Future studies should increase the number of samples in Malaysia. Proportionate and random samples were stratified based on certain parameter levels such as income, occupation or educational background. Therefore, the model performance could be improved with a more specific classification. Future studies need to consider other approaches, such as a top-down approach, a bottom-up approach based on engineering methods, and a hybrid model based on the grey box approach. The comparison between estimated and observed monthly electrical energy consumption could be developed into the baseline of Malaysian households as an essential energy management system. The developed model in this paper could be improved by using other scopes such as automation control or mechatronics to create intelligent appliances.
5. Conclusions
The research was intended to investigate the performance of electrical energy consumption based on the determinant factors of techno-socioeconomics from 184 items of data for developing the model and 29 items for the testing model. Therefore, the ANN model was selected to investigate the non-linear characteristic between determinant factors and monthly electrical energy consumption.
The results of the ANN model based on single factors showed the following:
The model based on occupant behavior using scaled conjugate gradient explained 81% of the variance with a MAPE of 18%.
The model based on house characteristics by Broyden–Fletcher–Goldfarb–Shanno explained 49% of the variance with a MAPE of 22.5%.
The ANN model based on double and triple combined factors was described by the following:
The model based on socio-demographic and appliance characteristics factors using the one-step secant showed the best performance with a MAPE of 21% and an R2 of 0.59.
The model based on socio-demographics and occupant behavior according to Levenberg–Marquardt explained 53%, with a MAPE of 28.2%.
The model based on appliance characteristics and occupant behavior using the one-step secant presented at 57% with a MAPE of 44%.
The model based on socio-demographics, appliance characteristics and occupant behavior using scaled conjugate gradient, explained 61% with a MAPE of 22.4%.
The ANN model based on occupant behavior factors showed the best performance compared to other models, which means that the factors could represent the monthly electrical energy consumption for Malaysian households. At the same time, the model based on house characteristics showed poorer performance than that of the model based on occupant behavior. The impact of socio-demographic and appliance characteristics was almost similar; however, in some models, appliance characteristics tended to have more effect on the monthly electrical energy consumption variance.

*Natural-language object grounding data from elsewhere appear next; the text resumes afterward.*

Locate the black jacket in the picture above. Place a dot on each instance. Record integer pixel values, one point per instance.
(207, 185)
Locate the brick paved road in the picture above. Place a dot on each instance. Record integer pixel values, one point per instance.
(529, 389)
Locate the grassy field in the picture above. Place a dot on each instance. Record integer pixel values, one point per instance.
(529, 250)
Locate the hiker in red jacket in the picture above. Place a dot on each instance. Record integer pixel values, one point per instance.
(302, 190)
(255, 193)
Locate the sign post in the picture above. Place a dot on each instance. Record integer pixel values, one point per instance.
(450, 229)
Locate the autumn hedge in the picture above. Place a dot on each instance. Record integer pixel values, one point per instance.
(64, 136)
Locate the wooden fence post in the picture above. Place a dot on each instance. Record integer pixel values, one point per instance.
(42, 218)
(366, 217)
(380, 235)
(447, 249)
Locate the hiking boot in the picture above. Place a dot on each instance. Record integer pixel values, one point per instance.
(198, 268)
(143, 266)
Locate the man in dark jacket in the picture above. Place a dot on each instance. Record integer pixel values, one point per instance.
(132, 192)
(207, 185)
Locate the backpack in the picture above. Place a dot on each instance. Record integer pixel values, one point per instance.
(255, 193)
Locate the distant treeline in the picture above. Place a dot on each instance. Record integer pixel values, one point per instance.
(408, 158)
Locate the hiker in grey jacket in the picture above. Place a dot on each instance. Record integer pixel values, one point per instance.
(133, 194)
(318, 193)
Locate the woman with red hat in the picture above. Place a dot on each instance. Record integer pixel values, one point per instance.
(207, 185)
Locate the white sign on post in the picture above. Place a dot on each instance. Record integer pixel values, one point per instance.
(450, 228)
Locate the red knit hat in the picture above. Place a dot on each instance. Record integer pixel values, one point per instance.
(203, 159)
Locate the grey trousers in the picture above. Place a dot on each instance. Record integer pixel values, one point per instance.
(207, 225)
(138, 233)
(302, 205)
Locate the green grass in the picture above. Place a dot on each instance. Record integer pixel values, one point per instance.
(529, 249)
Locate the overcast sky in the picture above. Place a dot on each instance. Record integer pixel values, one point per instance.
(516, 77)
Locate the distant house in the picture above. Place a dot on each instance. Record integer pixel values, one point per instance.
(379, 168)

The findings of the current study recommended that the occupant behavior, socio-demographic and appliance characteristic factors should be considered for the additional information of determinant factors when designing an energy-efficiency strategy in the household. This is because those factors showed a moderately significant impact on the variance of monthly electrical energy consumption. In comparison, house characteristics did not significantly impact the variance of monthly electrical energy consumption. However, the house characteristic factors might have an indirect impact on other factors. Therefore, house characteristic factors could be moderately considered determinant factors, although the impact might not be too significant compared to other factors.